Research Assistant Professor of Social Work
Haomiao Jin is a researcher assistant professor of social work in the Department of Adult Mental Health and Wellness at the USC Suzanne Dworak-Peck School of Social Work and a former postdoctoral research associate at the USC Edward R. Roybal Institute on Aging. He joined the school in the fall 2016 upon his PhD graduation from the USC Daniel J. Epstein Department of Industrial and Systems Engineering. His areas of research are in the fields of health data analytics and health information technology with applications in promoting social health and well-being for disadvantaged populations. Since fall 2017, Dr. Jin is also a member of the Statistics (Database and Analysis) Core Team of the Hamovitch Research Center.
His research in health data analytics has involved a series of three studies that develop and apply depression prediction models to improve health services and medical decision-making for low-income, predominantly older minority patients in primary care. The studies explored advanced machine learning techniques and developed new prediction models to improve case identification for patients at high risk of depression. These studies generated evidence of the predictive accuracy, costs and benefits from using the prediction models to facilitate personalized, patient-centered and precision depression care services that distinguish patients with high vs. low risks of depression. A proposal for this series of studies was picked as the winner from among 32 competitors in Pathways to Clinical Forecasting Pilot Grant Competition organized by UCLA. A manuscript of this work has led him to be awarded with Honorable Mention in the 2015 Student Paper Competition (among 59 submissions) along with a publication in the Preventing Chronic Disease journal, an official journal of the U.S. Centers for Disease Control and Prevention (CDC).

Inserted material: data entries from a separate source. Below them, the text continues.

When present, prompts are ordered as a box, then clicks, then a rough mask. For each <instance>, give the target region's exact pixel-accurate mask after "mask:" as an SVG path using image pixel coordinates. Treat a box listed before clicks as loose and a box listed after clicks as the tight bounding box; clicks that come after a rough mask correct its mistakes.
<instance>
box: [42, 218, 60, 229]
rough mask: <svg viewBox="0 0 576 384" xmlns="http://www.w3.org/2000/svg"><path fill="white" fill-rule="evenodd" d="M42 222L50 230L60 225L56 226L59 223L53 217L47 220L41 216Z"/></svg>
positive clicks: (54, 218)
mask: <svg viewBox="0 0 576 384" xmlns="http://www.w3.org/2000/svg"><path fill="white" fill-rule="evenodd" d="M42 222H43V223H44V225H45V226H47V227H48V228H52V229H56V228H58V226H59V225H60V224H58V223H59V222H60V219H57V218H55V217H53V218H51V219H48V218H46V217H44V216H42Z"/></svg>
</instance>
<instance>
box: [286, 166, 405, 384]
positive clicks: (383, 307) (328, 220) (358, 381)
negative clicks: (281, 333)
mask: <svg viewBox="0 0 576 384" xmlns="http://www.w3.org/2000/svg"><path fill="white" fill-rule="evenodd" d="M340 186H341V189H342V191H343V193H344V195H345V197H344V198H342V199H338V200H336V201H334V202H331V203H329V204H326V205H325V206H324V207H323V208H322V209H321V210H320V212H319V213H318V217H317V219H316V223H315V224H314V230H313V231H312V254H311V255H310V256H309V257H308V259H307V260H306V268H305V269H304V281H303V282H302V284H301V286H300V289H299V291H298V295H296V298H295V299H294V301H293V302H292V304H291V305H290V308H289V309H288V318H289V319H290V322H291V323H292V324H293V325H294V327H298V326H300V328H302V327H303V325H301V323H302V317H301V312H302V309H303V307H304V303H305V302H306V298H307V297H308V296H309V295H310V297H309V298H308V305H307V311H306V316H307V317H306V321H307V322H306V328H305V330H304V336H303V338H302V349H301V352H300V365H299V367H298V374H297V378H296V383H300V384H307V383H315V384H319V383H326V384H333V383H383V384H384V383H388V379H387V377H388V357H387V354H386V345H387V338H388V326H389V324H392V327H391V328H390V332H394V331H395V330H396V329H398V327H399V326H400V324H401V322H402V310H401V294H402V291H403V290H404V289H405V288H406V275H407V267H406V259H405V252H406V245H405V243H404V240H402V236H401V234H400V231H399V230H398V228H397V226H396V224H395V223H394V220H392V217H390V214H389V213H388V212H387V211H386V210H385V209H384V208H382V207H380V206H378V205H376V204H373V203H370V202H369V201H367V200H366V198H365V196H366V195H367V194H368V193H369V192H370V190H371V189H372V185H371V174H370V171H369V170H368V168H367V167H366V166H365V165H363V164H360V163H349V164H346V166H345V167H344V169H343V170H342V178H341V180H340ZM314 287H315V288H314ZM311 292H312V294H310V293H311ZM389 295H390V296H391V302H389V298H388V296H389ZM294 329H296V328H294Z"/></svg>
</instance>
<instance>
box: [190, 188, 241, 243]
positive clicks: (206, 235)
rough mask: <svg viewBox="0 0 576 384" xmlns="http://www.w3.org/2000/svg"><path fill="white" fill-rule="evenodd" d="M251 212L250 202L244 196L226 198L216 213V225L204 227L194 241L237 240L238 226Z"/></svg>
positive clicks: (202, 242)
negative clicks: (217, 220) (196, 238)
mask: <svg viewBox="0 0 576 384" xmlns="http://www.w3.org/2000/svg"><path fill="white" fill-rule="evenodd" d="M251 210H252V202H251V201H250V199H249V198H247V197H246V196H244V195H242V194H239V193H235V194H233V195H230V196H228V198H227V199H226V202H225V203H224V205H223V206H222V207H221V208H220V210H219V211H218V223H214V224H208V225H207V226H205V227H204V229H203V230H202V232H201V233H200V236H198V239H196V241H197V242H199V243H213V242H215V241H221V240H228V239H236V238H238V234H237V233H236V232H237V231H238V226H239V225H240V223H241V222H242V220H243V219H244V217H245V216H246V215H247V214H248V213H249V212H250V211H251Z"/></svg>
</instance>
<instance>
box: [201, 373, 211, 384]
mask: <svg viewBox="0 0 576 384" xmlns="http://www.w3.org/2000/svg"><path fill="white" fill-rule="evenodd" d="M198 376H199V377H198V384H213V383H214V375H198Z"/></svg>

Besides the above studies, Dr. Jin contributed his data analytics skills to a variety of health-related research projects in social work. He participated in a DHHS-funded R18 project to conduct statistical analysis for the outcomes and cost-effectiveness of a telehealth intervention. One paper involved a propensity score analysis was recently published in the Journal of Medical Internet Research, which has an impact factor of 5.175 and was ranked #1 in Medical Informatics and #4 in the large Health Sciences + Health Services Research category. In addition, he conducted the statistical analysis for a report that projects the economic burden of Alzheimer’s disease among Latinos. The report was disseminated through 400+ media outlets and was cited in the announcement of the Bill Gates Foundation’s 2017 $100 million investment in Alzheimer’s Disease. Since July 2017, he joined in the Statistical Core Team of the Hamovitch Center and is now providing data analysis support and service for faculty members and doctoral students across the school.
Dr. Jin’s research in health information technology involves a pilot project that tested using text message to assess depression, anxiety, functional disability, and pain symptoms in low-income, majorly older Hispanic patients with chronic diseases. The study addressed use barriers of a population that are commonly thought to be technology “aversion.” The study achieved a similar response rate compared with other studies using technology assessment approach for similar populations. The validity of this text message approach was evaluated. Recently, he participated in another pilot project including both qualitative and ecological momentary assessment delivered through text messages to understand challenges and information needs of caregivers for Alzheimer’s disease patients.
Dr. Jin’s future research will center around developing and applying advanced data collection and analytics methods to promote the social health and well-being for disadvantaged populations. This includes applied research in novel statistical methods to model and understand big and complex data set as well as developing and testing new information technology approach to collect data and deliver intervention.